To remove the host codes mentioned above, it requires the implementation of NativeProcessProtocol also notify the DYLD the load address of the main executable otherwise
DYLD has to do the job with the OS help. For now I think just remove them.
Yes, the NativeProcessWindows will need to notify the DYLD about the load address somehow. If DYLD went and did that on it's own, it would kill the "remote" aspect of lldb-server, as the DYLD plugin lives in the client. I think @sas is already passing that information somehow with ds2, so it might be good to sync up with him, so we don't reinvent something new. (My guess would be that they just have ds2 implement the packet underlying the GetFileLoadAddress() call.)

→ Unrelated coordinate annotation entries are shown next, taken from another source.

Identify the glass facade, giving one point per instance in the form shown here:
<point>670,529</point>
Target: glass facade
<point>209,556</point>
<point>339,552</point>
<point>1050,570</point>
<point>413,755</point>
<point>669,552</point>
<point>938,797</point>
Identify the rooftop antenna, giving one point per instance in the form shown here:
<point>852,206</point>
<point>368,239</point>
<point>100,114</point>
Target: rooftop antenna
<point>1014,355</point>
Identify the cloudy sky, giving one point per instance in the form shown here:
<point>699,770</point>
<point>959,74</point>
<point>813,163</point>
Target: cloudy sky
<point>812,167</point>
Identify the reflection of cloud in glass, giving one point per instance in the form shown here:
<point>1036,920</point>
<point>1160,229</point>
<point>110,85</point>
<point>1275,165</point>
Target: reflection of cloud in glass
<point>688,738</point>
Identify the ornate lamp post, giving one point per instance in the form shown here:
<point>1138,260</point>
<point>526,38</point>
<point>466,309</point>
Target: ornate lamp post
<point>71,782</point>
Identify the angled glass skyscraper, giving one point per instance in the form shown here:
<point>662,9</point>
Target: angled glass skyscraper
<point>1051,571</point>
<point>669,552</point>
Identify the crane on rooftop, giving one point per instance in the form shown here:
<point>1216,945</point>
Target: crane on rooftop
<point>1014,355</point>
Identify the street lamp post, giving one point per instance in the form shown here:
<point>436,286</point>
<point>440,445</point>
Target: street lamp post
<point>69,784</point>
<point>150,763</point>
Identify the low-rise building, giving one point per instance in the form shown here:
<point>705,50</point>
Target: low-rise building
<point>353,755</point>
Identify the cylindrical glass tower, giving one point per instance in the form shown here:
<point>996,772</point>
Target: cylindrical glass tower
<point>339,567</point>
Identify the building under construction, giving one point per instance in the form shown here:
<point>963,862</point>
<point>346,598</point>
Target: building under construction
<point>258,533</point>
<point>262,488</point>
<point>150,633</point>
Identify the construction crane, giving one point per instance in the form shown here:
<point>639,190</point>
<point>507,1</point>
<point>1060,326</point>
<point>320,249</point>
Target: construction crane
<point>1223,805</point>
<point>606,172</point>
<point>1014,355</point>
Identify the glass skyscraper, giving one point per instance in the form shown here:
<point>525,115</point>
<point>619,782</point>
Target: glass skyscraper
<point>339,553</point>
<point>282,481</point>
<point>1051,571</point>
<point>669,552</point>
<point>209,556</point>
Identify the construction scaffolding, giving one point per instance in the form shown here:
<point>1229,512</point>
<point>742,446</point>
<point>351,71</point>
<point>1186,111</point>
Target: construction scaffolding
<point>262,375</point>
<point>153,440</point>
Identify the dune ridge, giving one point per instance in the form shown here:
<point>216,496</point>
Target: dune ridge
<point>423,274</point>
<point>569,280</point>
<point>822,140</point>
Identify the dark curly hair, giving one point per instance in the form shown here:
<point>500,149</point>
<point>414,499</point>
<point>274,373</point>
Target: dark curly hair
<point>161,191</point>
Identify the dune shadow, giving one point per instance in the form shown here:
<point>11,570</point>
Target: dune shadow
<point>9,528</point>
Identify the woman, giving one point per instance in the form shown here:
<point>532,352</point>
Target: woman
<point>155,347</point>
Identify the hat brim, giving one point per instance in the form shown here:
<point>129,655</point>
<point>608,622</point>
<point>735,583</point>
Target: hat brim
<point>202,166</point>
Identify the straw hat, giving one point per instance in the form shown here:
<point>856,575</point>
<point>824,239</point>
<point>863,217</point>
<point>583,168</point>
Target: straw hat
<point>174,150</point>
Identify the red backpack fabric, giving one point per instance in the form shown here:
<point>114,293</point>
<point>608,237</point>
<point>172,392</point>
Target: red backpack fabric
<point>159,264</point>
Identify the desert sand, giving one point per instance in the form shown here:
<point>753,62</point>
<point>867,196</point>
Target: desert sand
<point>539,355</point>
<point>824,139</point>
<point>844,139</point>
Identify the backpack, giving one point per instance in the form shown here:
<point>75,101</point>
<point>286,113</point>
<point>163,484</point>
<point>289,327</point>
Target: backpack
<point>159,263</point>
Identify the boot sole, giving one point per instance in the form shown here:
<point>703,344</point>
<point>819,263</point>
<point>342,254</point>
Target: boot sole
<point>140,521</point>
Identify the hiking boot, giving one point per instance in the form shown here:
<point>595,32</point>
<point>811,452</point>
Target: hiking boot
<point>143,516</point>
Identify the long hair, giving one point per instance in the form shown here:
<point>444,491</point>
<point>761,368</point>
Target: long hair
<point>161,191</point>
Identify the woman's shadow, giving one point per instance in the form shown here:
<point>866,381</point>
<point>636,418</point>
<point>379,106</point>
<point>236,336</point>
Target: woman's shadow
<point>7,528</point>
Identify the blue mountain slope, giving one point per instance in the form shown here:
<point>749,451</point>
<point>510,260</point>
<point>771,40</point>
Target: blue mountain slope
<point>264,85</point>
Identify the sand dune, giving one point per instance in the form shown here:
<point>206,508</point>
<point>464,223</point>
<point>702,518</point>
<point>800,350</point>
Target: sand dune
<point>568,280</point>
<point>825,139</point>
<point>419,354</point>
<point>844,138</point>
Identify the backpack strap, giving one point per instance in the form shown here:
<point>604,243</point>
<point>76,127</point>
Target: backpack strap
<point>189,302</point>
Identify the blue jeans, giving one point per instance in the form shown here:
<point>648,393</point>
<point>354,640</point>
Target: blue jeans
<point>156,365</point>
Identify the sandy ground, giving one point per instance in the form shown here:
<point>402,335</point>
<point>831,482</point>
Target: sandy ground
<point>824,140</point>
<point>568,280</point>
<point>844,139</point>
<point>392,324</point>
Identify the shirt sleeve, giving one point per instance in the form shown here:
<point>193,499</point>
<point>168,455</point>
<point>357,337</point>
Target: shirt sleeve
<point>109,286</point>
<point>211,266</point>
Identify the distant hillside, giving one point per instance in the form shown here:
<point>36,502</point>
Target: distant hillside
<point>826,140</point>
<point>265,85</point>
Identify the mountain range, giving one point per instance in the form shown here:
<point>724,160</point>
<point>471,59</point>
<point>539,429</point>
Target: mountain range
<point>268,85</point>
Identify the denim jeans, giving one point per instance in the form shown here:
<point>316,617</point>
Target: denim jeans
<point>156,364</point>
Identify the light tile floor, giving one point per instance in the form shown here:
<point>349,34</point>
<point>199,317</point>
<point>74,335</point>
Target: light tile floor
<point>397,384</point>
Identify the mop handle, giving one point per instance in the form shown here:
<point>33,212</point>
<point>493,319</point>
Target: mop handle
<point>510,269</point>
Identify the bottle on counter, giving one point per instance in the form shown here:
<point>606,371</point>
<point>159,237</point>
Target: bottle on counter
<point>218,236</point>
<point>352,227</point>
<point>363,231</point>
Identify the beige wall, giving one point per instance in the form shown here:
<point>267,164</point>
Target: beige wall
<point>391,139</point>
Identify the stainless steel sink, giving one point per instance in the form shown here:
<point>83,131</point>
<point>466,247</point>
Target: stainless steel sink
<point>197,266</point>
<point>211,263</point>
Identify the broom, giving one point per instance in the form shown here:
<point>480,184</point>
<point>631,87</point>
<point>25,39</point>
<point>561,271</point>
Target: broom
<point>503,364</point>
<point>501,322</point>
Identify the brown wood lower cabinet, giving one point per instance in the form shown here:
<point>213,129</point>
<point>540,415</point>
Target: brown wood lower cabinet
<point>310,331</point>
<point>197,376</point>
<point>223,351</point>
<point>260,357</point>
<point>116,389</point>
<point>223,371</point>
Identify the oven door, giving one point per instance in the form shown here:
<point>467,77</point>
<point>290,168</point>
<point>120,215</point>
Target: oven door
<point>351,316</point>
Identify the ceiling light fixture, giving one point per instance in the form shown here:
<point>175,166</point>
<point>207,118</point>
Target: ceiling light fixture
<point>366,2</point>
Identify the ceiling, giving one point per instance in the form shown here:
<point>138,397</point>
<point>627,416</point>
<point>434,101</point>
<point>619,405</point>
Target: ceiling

It short, let's remove the host code for now, and we can discuss that again after we get around to implementing NativeProcessWindows or whatever.
Looks good to me now. I think that, for completeness, you ought to add the DYLD plugin to the list of dependencies for in the CMakeLists.txt for ProcessWindows. Thanks for putting up with me.
source/Plugins/Process/Windows/Common/ProcessWindows.h | ||
---|---|---|
94 ↗ | (On Diff #186796) | add override |
Shall not come to this point for a remote process. Need to bail out ahead.